Elizabeth Ier, autre personnage que l'intéressée admirait, se flattait d'avoir "un coeur d'homme". Mme Thatcher se considérait d'abord comme un homme politique, refusant tout traitement particulier en raison de son sexe. Lors de son premier sommet économique, à Tokyo, les 28 et 29 juin 1979, elle avait rejeté catégoriquement la proposition du gouvernement nippon de lui adjoindre une protection composée de 20 "filles karatékas". En revanche, "si d'autres chefs de délégation se voyaient, par exemple, assigner 20 karatékas messieurs, le premier ministre n'y verrait aucune objection", soulignait un mémo du Foreign Office. Cette antiféministe notoire exigeait l'égalité sur la scène diplomatique.

D'après une facture, lors de son déplacement en France, en juin 1979, à bord d'un ferry pour rencontrer le président Valéry Giscard d'Estaing, elle avait acheté une bouteille de whisky Teacher's au duty-free, ainsi qu'un litre de gin, l'alcool préféré de son époux Denis, et 200 cigarettes Benson & Hedges.
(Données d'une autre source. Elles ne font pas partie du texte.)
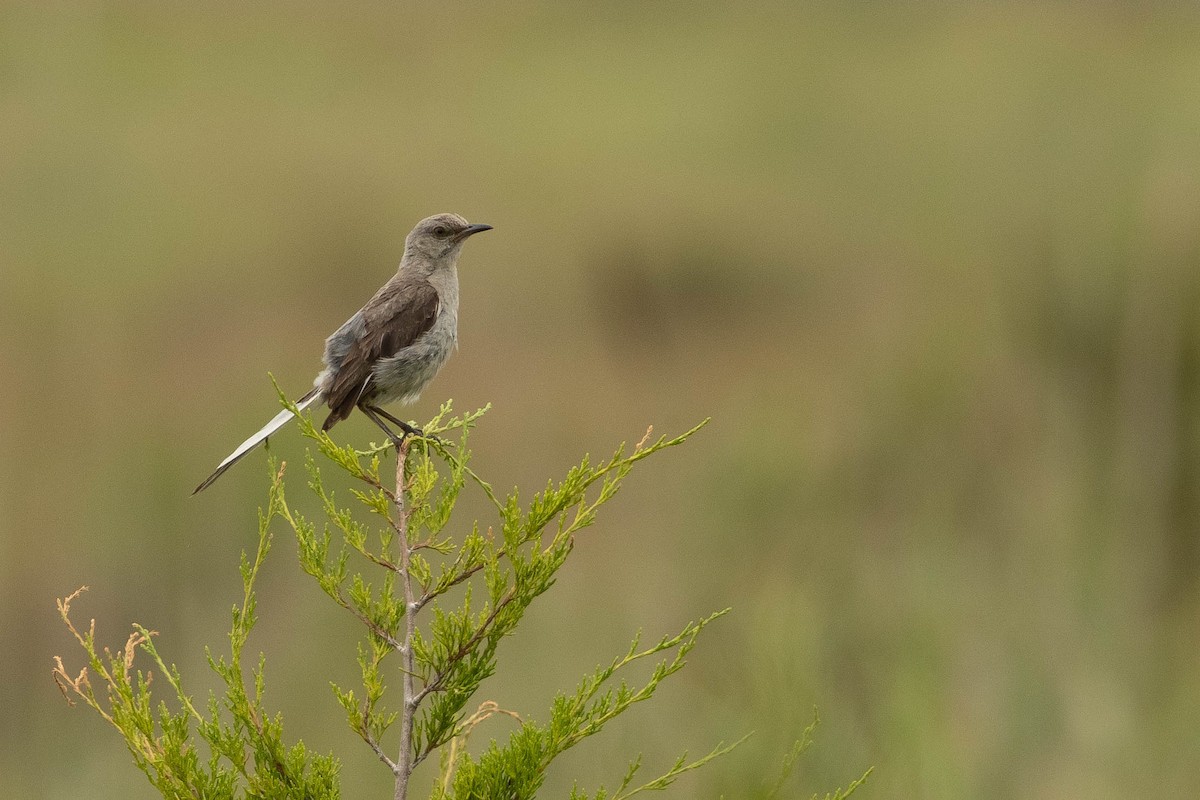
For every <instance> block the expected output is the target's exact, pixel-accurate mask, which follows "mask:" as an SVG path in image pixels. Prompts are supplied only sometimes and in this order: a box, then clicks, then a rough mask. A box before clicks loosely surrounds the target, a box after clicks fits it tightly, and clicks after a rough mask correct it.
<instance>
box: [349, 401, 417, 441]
mask: <svg viewBox="0 0 1200 800" xmlns="http://www.w3.org/2000/svg"><path fill="white" fill-rule="evenodd" d="M359 409H360V410H361V411H362V413H364V414H366V415H367V417H368V419H370V420H371V421H372V422H374V423H376V425H378V426H379V429H380V431H383V432H384V433H385V434H388V438H389V439H390V440H391V443H392V444H394V445H396V447H397V449H398V447H400V443H402V441H403V440H404V437H407V435H408V433H409V432H407V431H406V432H404V437H402V435H398V434H396V432H395V431H392V429H391V428H389V427H388V425H386V423H385V422H384V421H383V420H380V419H379V415H378V414H377V413H376V411H379V409H378V408H377V407H374V405H367V404H366V403H360V404H359ZM389 416H390V415H389ZM404 427H406V428H408V427H409V426H407V425H406V426H404Z"/></svg>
L'ambassade britannique à Paris, qui avait réglé la facture, a dû attendre des mois avant de se faire rembourser par "Number Ten".

Pourtant fortunée, "Maggie" gérait ses finances personnelles de manière très parcimonieuse. Telle une Mme-tout-le-monde, elle payait ses fournisseurs au dernier moment. Refusant cuisinier et maître d'hôtel, Mme Thatcher préparait elle-même le dîner et faisait la vaisselle dans sa petite cuisine sous les combles du "10". Elle servait du Nescafé à ses invités.

S'agissant de Valéry Giscard d'Estaing, les archives confirment l'antipathie foncière qu'elle éprouvait à son égard, révélée dans le portrait acéré qu'elle avait dressé de l'occupant de l'Elysée dans ses mémoires, publiées en 1993. VGE, il est vrai, avait traité d'"épicière" cette Dame de fer qui avait réclamé au sommet de Dublin, le 30 septembre 1979, une ristourne à la contribution britannique au budget européen ("Je veux qu'on me rende mon argent") ? "Elle le considérait comme un être froid, élitiste, hautain", confirme Bernard Ingham. En revanche, elle appréciait son successeur, François Mitterrand, grand séducteur qui lui avait attribué "la bouche de Marilyn et le regard de Caligula".